Setelah Gagal Pakai AI, Ford Kembali Pekerjakan Para Insinyur Veteran. Perusahaan Lain Harus Ambil Pelajaran

Tahun lalu, CEO Ford Jim Farley mengatakan bahwa kecerdasan buatan atau AI akan mengganti hampir setengah dari pekerja kantoran di Amerika. Tapi minggu lalu, Ford mengaku diam-diam mempekerjakan kembali lebih dari 350 insinyur “gray beard” dalam tiga tahun terakhir untuk memperbaiki sistem kontrol kualitas AI yang tidak berjalan dengan baik.

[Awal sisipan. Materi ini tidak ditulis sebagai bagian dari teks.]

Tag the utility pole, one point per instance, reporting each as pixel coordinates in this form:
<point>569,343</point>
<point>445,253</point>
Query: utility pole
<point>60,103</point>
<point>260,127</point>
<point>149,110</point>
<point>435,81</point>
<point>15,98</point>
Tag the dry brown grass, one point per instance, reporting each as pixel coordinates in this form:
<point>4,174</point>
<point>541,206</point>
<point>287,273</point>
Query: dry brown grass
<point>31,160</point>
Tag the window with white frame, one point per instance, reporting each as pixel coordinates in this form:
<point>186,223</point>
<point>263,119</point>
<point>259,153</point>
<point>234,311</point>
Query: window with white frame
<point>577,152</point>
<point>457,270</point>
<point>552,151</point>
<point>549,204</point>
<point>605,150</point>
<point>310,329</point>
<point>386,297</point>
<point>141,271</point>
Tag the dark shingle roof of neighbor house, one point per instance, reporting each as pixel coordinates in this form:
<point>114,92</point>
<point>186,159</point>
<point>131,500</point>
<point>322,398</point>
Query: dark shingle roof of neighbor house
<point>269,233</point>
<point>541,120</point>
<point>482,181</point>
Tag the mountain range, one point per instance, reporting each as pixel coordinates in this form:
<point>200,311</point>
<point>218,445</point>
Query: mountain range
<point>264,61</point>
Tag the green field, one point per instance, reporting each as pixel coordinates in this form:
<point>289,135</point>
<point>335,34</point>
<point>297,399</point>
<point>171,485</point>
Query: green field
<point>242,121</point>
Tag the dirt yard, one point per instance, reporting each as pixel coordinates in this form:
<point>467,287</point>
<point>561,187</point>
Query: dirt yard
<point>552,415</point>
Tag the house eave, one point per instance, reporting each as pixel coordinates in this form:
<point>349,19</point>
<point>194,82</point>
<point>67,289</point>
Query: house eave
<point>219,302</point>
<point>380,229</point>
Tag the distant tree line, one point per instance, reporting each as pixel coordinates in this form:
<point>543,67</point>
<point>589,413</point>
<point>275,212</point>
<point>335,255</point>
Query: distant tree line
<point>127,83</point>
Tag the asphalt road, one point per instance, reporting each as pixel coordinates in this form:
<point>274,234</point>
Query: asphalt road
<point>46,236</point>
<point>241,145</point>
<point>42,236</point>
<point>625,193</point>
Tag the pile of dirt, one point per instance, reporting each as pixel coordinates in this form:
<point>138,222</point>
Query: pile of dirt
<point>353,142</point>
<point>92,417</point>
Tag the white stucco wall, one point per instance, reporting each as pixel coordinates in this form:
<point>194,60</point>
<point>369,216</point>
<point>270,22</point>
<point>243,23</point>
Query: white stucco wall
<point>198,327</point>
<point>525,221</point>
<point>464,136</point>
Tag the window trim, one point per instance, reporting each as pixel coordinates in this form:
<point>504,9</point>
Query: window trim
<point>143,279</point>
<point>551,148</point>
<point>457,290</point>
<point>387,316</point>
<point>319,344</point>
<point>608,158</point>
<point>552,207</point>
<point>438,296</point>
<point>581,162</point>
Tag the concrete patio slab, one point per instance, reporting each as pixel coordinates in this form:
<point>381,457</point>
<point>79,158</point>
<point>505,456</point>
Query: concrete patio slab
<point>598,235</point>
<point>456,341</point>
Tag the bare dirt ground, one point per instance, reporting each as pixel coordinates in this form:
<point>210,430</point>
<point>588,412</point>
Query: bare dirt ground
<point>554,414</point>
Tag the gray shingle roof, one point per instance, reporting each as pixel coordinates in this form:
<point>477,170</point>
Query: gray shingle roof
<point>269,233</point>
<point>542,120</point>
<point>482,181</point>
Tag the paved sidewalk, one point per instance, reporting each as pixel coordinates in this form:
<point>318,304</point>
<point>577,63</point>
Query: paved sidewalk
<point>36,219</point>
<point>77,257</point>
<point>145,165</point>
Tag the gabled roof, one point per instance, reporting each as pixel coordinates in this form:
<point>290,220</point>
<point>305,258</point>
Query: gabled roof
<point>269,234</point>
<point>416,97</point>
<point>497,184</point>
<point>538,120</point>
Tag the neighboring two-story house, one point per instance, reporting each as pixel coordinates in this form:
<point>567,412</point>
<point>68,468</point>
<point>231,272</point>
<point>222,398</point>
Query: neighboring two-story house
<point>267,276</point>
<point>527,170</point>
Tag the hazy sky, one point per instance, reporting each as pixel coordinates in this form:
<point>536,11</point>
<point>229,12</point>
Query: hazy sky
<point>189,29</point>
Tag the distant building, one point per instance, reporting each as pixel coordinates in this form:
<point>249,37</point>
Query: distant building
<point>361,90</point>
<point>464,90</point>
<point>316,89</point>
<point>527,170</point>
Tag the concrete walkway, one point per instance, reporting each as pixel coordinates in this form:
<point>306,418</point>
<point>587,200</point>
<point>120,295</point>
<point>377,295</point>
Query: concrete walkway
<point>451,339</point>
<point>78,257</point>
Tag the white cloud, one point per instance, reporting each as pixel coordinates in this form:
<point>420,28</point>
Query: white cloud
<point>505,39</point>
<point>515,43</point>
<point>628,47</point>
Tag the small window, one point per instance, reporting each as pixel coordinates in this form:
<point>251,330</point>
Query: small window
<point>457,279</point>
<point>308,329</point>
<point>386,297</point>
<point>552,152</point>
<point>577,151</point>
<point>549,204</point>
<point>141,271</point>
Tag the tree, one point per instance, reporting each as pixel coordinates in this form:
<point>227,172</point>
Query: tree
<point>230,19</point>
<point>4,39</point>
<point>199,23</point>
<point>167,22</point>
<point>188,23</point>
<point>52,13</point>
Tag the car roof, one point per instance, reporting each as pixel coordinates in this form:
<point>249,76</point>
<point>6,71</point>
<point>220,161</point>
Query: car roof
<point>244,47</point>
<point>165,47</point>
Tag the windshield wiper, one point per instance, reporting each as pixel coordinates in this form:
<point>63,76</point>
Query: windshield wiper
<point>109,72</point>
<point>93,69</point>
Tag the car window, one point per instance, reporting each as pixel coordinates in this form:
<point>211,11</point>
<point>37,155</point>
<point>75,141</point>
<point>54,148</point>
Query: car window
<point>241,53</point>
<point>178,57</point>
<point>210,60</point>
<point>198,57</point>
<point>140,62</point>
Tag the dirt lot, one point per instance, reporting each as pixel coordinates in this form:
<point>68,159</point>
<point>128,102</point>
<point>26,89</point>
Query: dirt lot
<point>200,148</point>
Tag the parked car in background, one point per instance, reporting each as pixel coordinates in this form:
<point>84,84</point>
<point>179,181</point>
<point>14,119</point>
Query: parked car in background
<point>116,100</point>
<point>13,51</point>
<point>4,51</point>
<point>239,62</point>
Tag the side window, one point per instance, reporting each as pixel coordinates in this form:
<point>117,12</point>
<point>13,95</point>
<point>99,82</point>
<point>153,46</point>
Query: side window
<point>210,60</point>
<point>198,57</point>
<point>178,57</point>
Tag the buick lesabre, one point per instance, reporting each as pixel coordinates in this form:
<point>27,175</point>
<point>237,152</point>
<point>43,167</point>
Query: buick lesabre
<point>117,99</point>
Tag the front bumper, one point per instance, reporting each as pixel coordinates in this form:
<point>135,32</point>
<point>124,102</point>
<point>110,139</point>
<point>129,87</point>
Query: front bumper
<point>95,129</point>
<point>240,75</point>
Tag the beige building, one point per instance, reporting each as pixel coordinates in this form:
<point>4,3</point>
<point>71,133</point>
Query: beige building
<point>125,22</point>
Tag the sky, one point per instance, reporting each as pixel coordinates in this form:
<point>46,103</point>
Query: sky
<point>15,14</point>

Selama sepuluh tahun terakhir, pabrikan mobil AS sudah memotong lebih dari 20.000 pekerjaan, hampir 20 persen dari total pekerja di Ford, General Motors, dan Stellantis. Meski Ford tidak memastikan berapa banyak dari insinyur gray beard ini yang dipecat dulu demi AI, pernyataan Farley soal penggantian karyawan dengan AI membuat situasi ini jadi canggung.

Perwakilan Ford dan serikat pekerja United Auto Workers tidak langsung memberikan tanggapan.

“AI adalah alat yang hebat, tapi sebaik apapun AI tergantung pada data yang dipakai untuk melatihnya,” kata Charles Poon, wakil presiden Ford bidang teknik kendaraan. “Kami salah pikir dengan hanya menggunakan AI dan memasukkan syarat desain yang ada, kami akan dapat produk berkualitas tinggi.”

Kumar Galhotra, chief operating officer Ford, lebih terus terang. Ia bilang Ford terlalu mengandalkan sistem kualitas otomatis dan tidak mendapatkan hasil yang diinginkan.

Masalah automasi sudah menghabiskan jutaan dolar Ford karena biaya garansi dan recall. Studi dari iSeeCars menunjukkan model-model Ford terbaru berada di daftar kendaraan yang paling sering direcall. Pernyataan Ford dan pemekerjaan kembali pekerja berpengalaman ini seperti mengakui bahwa terlalu cepat masuk ke AI adalah kesalahan besar.

Banyak perusahaan besar, terutama di bidang teknlogi dan manufaktur, menggunakan AI sebagai alasan untuk PHK besar-besaran. Sering tanpa memperhitungkan apa yang hilang ketika faktor manusia pergi. Seluruh industri mulai menyadari betapa mahalnya mengganti judgement manusia dengan sistem otomatis, hingga ada yang batalkan keputusan itu.

MEMBACA  Pelaku di Minnesota Diduga Mencoba Membunuh Dua Anggota Dewan Lain, Menurut Pejabat

CEO Ford sebelumnya sudah bilang AI akan kurangi banyak pekerja kantoran.

Minggu lalu, Ford mengumumkan bahwa, unntuk pertama kali dalam 16 tahun, mereka mendapat posisi nomor satu dalam survei kualitas JD Power tahun 2026, naik dari peringkat sepuluh. Ford memuji peran insinyur gray beard yang dipekerjakan kembali. Tapi jangan terlalu senang dulu: cerita John Henry, seorang pahlawan yang justru digantikan oleh mesin uap seperti contoh.

Galhotra bilang 250 gray beard yang direkrut khusus untuk “mencari titik kegagalan sebelum sebuah komponen masuk ke pabrik.” Mereka terutama melihat desain sistem.

Ford tidak tinggalkan AI. Gray beard yang kembali ini melakukan dua hal: melatih karyawan muda dan membantu bangun ulang jalur data untuk sistem AI. Mereka datang untuk memperbaiki dan kembali melatih software AI yang dulu menggantikan mereka. Ford juga sudah membuat tim kualitas software khusus dan menambhkan banyak tes otomatis sebelumnya.

Teknologi terus maju. Ford belajarr dengan keras dan menjadi contoh, tapi mungkin bukan yang terakhir. Saalah sesuatu tidak ada lagi gray beard untuk dipanggil.